I don't know BitD, other than by reputation and by reading various people's commentary.

But I am familiar with twists in Torchbearer 2e, and narrating consequences of failure in Burning Wheel.

So someone is taking a shot from a roof, and the player rolls a failure: as they're about to shoot, the clouds part for a moment, they clearly see the face of their target, it's their kid brother. (For lower stakes, it's the kid who was serving at the cafe where they got lunch earlier that day.)

Or as they're about to shoot, they see a group of pedestrians walking down the street. For sure, someone's going to hear their shot.

Or as you suggest, they're about to shoot when the gun misfire.

Etc, etc.
 

In what way is the plausibility of the fiction a matter of "RPG design theory"?
I don’t think it is.
I don't know BitD, other than by reputation and by reading various people's commentary.

But I am familiar with twists in Torchbearer 2e, and narrating consequences of failure in Burning Wheel.

So someone is taking a shot from a roof, and the player rolls a failure: as they're about to shoot, the clouds part for a moment, they clearly see the face of their target, it's their kid brother. (For lower stakes, it's the kid who was serving at the cafe where they got lunch earlier that day.)

Or as they're about to shoot, they see a group of pedestrians walking down the street. For sure, someone's going to hear their shot.

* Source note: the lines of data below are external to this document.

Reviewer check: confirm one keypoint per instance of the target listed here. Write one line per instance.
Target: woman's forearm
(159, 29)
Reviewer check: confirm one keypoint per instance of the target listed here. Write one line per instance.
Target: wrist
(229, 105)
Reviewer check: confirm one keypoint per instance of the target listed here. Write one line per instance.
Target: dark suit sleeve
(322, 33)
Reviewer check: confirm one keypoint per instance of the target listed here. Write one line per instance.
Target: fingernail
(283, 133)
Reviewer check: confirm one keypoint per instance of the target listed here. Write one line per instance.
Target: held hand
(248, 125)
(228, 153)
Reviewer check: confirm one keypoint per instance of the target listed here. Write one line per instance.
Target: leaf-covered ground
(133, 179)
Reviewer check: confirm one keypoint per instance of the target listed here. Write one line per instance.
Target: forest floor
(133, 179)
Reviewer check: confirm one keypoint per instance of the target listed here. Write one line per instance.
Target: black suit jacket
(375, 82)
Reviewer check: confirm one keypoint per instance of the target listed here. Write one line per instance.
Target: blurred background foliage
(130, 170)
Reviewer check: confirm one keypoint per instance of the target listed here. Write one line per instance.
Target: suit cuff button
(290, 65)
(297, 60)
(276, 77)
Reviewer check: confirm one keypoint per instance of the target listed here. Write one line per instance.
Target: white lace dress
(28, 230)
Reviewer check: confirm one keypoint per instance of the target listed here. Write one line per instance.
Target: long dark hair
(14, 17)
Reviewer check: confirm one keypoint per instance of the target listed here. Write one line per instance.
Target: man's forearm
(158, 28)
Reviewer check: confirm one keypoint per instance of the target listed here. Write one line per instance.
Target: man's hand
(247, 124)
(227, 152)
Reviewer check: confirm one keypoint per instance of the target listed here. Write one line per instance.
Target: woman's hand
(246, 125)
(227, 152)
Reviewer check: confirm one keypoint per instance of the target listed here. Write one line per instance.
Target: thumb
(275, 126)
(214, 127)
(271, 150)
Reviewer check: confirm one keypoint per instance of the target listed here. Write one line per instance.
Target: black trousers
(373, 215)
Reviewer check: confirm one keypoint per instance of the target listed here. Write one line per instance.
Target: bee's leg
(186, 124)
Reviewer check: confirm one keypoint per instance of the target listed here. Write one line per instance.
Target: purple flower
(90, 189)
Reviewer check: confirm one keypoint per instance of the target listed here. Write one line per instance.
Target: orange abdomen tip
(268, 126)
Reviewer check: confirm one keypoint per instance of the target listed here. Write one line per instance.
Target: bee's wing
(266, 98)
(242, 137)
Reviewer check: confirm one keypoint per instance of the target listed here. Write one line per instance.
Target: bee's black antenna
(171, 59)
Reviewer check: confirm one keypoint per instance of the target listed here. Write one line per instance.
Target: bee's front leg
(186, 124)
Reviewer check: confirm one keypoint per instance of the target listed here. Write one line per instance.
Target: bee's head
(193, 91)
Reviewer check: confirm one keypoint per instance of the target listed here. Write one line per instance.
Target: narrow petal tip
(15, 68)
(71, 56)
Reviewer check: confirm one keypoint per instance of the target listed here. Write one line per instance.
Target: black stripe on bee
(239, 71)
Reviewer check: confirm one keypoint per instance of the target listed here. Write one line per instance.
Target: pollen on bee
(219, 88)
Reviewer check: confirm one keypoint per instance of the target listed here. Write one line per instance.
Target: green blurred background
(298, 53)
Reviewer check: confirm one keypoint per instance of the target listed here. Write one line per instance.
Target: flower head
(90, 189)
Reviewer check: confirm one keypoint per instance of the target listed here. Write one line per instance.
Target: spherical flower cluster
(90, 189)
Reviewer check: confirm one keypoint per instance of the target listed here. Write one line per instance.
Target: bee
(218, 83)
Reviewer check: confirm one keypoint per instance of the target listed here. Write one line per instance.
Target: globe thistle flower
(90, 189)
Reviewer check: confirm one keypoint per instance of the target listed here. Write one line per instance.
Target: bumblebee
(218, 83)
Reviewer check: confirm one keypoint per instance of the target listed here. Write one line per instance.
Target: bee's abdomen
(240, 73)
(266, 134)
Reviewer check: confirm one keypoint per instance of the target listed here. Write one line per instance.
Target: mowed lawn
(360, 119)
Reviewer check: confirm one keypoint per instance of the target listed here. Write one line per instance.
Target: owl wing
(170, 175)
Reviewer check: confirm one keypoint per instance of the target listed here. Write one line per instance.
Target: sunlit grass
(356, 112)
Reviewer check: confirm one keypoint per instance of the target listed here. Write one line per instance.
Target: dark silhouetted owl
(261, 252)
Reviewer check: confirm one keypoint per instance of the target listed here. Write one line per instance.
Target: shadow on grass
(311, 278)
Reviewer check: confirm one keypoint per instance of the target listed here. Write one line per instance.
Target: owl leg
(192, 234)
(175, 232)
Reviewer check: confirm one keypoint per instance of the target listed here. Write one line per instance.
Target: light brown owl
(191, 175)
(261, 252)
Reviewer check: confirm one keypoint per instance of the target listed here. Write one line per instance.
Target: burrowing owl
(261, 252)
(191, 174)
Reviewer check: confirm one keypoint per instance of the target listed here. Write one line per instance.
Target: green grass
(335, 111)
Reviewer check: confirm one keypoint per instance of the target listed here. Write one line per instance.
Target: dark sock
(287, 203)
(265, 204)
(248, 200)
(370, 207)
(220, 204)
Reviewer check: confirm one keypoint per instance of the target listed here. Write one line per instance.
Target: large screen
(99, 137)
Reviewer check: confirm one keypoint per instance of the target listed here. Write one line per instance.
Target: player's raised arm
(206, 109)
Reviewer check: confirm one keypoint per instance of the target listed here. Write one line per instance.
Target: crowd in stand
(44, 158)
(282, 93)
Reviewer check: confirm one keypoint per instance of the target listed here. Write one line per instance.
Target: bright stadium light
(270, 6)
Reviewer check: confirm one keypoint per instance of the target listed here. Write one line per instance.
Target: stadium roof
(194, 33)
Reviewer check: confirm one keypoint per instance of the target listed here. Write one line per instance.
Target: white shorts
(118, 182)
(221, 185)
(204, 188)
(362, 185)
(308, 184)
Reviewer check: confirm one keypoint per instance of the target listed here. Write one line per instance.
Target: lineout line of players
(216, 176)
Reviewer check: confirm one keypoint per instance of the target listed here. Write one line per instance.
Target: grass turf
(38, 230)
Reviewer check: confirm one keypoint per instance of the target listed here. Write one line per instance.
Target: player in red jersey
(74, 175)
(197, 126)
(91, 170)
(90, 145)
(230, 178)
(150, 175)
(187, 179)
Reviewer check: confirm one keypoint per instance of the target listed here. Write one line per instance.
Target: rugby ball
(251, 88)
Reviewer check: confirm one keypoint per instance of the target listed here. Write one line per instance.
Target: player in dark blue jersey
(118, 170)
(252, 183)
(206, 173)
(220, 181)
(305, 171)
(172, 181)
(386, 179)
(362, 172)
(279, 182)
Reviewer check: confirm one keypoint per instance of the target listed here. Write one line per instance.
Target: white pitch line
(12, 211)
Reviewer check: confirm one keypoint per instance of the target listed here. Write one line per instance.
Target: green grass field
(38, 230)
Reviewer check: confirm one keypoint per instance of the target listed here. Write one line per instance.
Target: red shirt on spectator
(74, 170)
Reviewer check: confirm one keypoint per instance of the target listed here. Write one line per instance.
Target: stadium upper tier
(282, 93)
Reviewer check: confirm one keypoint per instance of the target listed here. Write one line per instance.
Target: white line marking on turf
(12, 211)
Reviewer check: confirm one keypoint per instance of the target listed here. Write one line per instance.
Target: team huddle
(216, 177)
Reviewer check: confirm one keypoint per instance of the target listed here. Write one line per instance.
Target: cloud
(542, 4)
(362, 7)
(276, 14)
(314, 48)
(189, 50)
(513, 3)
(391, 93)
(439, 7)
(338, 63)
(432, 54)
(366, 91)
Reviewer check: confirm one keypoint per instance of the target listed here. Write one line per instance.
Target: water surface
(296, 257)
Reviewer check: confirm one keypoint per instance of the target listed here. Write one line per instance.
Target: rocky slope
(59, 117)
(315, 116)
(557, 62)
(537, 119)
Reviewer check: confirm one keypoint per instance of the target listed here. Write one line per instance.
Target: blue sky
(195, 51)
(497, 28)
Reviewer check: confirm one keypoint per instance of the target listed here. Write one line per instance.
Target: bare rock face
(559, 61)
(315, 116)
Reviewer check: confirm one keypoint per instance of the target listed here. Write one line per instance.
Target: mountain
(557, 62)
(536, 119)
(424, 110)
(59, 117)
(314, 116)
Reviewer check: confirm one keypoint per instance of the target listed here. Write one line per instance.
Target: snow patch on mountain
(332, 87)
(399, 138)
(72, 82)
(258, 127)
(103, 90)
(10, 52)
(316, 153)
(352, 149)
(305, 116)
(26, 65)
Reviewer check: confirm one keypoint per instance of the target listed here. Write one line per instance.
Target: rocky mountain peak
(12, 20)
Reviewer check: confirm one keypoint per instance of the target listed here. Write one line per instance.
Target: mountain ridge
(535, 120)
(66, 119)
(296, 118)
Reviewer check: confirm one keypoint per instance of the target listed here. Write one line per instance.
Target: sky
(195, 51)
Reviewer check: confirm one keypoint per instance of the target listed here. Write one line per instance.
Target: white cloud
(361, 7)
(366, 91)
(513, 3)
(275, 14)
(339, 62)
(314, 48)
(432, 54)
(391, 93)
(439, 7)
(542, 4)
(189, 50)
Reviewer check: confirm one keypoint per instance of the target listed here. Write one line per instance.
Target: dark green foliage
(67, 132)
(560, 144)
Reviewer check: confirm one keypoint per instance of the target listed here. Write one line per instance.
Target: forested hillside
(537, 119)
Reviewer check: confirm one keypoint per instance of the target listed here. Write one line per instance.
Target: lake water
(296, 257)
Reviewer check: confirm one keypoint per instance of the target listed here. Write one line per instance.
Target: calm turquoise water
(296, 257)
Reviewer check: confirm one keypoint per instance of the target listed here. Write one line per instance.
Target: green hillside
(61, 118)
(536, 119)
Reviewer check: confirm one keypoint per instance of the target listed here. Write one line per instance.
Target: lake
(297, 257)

Or as you suggest, they're about to shoot when the gun misfire.

Etc, etc.
i like these better!
 

Because when it happens 10 times in a row, that .0001% chance becomes a joke.

I mean, unless your campaign is Cliff-World, would this be an issue?

I mean, falling damage in most of my games is almost always for much smaller falls, of the 10 to 30 feet range. Anything more than that tends to be very rare.
 

For the people with experience with PbtA games, do you tinker with the systems, perhaps grabbing ideas or parts from other "better" designed PbtA games and homebrew your game in the same vein some trad DMs do for their games?

From your posts it sounds you guys are slavish to the rules for each particular game. I don't see (granted I'm not on a lot) any threads for homebrewery for these PbtA games which surprises me because of my tinkering nature. Surely the systems are easier enough to incorporate things you enjoy from the plethora of these games?
The concluding chapter of AW (at least in the original rulebook) is all about adaptations and "tinkering", and includes examples (with attribution) from people other than Baker (eg ideas from John Harper; proto-Dungeon World).

And "custom moves" on the player side are a core component of threat design.

So if I've properly understood your impression, I think it's a false one.